Jun 12, 2022 2:59 PM in response to boris392

Howdy,


You could partition your internal hard drive to run both El Capitan and Monterey from the same drive, however you would need to back it up and partition it with Disk Utility from El Capitan as Mac OS Extended volumes first. That would allow you to install El Capitan on one of the volumes, and when you installed Monterey on the other partition it would be converted to APFS.

You can go from Mac OS Extended to APFS, but not APFS to Mac OS Extended. El Capitan doesn't recognize APFS.


But you mentioned an external SSD. I would highly recommend that.

I have an iMac 15,1 (Retina 5K 27" Mid 2015) and purchased a 2TB SK hynix Gold P3 PCIe NVMe Gen3 SSD, put it in a Crucial enclosure and it breathes new life into the iMac. I avoid booting from the internal hard drive as much as possible. Leave your internal drive for emergencies or testing.


Observations of my setup.

I wanted to boot from a variety of macOSes so partitioned the 2TB SSD into 6 partitions.


On my very old Mac Pro, I installed El Capitan onto a 32GB Flash Drive and copied the Install OS X El Capitan.app to it.

That allowed me to boot the iMac with El Capitan, run Disk Utility, partition the SSD and install El Capitan onto one of the partitions, all from the Flash Drive.


During the El Capitan install I got an error that the installer can't be verified and may be corrupt.


To get around that and avoid the verification check, I disconnected from the Internet (disconnect Ethernet, turn off WiFi) and set the Date to a date close the the release date of the OS.

Remember to Save the date change.


I was then able to install the other macOSs I wanted.

How to get old versions of macOS

Note some of the downloads are upgrades so I had to install El Capitan on the partition first then upgrade to the newer OS.


Here's my current SSD partitions.

Note some partitions are Mac OS Extended and some are APFS.

(Catalina, Mojave and Big Sur are APFS).


And booting from different OSes I may or may not see some of the various volumes, or get an Incompatible Disk error, which I just ignore.


That's all fine. I can boot from whatever I want and booting from the SSD is much faster than the internal drive.

Of course you could just install El Capitan on the External SSD and be done with it :-)

ivan

Jun 12, 2022 11:39 PM in response to ivan54

Hi, thanks for taking the time for such a detailed reply! I ended up doing more or less exactly what you suggest.

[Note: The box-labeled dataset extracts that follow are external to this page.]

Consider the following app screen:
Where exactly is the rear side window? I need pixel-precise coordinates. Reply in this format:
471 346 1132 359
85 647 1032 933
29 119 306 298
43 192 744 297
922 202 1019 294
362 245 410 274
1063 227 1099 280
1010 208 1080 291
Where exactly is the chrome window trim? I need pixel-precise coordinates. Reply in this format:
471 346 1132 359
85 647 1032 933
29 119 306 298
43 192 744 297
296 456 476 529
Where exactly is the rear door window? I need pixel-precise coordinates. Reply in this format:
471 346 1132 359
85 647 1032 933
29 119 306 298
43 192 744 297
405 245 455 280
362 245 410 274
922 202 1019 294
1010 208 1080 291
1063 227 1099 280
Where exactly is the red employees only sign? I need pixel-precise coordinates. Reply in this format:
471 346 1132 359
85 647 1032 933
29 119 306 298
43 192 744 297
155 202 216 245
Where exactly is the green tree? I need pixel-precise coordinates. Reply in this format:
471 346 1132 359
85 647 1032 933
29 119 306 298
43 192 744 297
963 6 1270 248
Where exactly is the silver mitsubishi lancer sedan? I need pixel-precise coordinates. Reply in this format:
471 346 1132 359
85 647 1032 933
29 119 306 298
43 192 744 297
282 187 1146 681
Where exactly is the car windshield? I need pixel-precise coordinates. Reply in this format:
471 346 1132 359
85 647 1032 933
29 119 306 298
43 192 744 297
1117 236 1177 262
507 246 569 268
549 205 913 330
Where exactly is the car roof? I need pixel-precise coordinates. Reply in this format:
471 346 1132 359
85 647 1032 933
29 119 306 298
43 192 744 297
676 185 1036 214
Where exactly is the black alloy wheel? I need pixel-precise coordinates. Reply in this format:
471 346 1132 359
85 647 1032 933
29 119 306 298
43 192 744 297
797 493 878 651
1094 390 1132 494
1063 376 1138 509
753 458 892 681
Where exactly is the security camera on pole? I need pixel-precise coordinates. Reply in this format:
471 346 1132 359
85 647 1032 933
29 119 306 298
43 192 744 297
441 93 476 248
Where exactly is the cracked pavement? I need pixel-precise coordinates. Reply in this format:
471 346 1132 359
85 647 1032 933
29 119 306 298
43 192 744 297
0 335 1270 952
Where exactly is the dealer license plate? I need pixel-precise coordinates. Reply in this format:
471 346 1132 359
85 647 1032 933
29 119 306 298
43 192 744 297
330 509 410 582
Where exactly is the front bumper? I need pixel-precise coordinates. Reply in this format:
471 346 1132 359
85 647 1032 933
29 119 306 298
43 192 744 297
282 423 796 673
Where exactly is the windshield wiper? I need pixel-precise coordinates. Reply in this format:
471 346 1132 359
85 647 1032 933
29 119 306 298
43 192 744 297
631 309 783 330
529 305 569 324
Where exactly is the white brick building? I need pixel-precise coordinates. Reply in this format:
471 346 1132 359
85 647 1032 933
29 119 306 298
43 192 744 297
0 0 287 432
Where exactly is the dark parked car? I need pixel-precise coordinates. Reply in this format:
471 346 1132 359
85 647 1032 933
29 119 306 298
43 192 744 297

First off I just installed El Capitan on an external SSD and ran it off that perfectly fine.


I also decided to downgrade the iMac's internal drive (which is also an SSD ) from Monterey back to Mojave, as I was a little nervous about jumping up all the way from El Capitan straight to Monterey with all my files. So then I thought I may as well partition the drive at the same time, and install first El Capitan on one partition and then Mojave on the other, just to see if that works, and it turns out that worked fine too, and that's how I'm now using it. I haven't yet re-upgraded form Mojave to Monterey, but plan to do that next.


This set-up seems to work really well, and the only reason I can think of why I might want to revert to running El Capitan from the external SSD instead would be if I needed all the space on the internal SSD for the current OS and files - which right now I don't.


I'm interested in why you say you avoid booting from your internal HD as much as possible though?